Bush also played a big role in getting a strong G-8 statement designed to increase pressure on negotiators to resume long-stalled global talks to ease trade barriers.

On Zimbabwe, G-8 participants rejected the legitimacy of Robert Mugabe's presidential election in what has been branded a sham by the international community. They proposed a special UN envoy and said they would take financial and other steps against those "responsible for violence." But the statement stopped short of endorsing the U.S.-sponsored resolution now before the U.N. Security Council that proposes to sanction Zimbabwe and freeze the assets of Mugabe.

The summit participants did little that would help bring down record oil and gasoline prices in the short or immediate-term, nor to support the tumbling U.S. dollar, a six-year slide that has hurt most of their economies as well. Then again, Bush didn't ask for their help in propping up the dollar, despite repeating his support-for-a-strong-dollar mantra.

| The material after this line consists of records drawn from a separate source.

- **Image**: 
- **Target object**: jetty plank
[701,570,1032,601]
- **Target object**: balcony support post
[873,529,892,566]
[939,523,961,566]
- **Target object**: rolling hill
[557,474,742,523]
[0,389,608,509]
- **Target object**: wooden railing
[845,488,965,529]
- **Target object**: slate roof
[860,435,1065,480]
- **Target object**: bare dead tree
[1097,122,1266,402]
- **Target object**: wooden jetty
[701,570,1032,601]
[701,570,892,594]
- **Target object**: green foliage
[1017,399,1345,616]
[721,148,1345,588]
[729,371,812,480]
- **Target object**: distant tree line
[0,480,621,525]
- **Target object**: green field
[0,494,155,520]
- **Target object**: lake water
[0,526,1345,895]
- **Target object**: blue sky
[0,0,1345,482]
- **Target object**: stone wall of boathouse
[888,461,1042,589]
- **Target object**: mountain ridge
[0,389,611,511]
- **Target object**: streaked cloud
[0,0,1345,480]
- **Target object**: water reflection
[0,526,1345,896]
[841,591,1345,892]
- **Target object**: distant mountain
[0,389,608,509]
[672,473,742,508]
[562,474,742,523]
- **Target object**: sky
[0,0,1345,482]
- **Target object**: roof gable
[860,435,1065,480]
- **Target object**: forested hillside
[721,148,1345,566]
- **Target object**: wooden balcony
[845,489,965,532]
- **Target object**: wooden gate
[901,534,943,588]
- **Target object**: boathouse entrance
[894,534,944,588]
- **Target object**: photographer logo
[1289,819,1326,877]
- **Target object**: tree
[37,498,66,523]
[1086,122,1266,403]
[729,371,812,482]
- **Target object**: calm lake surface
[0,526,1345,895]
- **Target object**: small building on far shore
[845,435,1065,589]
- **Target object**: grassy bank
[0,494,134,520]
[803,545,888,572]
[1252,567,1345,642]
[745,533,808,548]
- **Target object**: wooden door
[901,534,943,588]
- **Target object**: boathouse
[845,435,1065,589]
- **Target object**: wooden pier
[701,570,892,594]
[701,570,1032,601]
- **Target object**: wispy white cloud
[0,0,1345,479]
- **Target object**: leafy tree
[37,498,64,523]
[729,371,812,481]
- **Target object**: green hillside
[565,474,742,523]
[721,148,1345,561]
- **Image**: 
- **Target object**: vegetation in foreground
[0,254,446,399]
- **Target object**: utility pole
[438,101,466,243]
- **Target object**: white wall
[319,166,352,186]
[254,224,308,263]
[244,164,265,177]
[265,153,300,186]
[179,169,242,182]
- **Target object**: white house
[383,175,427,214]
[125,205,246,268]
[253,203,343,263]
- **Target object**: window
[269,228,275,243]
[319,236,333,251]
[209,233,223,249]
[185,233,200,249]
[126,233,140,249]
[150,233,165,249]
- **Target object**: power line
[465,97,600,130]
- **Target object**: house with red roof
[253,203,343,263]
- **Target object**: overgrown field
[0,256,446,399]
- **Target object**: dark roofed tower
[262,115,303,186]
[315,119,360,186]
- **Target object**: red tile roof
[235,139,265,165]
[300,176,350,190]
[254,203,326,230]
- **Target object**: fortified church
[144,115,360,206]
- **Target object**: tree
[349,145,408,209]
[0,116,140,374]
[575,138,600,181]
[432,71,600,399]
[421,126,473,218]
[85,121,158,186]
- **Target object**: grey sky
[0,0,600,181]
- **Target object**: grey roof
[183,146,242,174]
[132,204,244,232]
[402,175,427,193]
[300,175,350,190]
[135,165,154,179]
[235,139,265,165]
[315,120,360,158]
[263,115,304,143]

Bush also struck out a few times on the sidelines of the summit.

He was rebuffed by Russia's new president, Dmitry Medvedev, in his efforts to win Moscow's support -- or at least neutrality -- on his proposal to base parts of a U.S. missile-defense system in nations of Eastern Europe that used to be part of the Soviet bloc.

They met for an hour and vowed closer cooperation on a range of issues. But Medvedev later told reporters that his chat with Bush yielded "no particular progress" on issues dividing the countries, particularly the missile shield. "We will be studying countermeasures," if the U.S. goes ahead with such plans, Medvedev said without elaborating.

"We will continue to have a dialogue with the Russians on this matter," said White House national security spokesman Gordon Johndroe.

Bush did score a few wins in the climate-control debate. In addition to drawing reluctant developing nations into the process, he got fellow G-8 participants to pledge to annually dedicate $10 billion to technology research and development.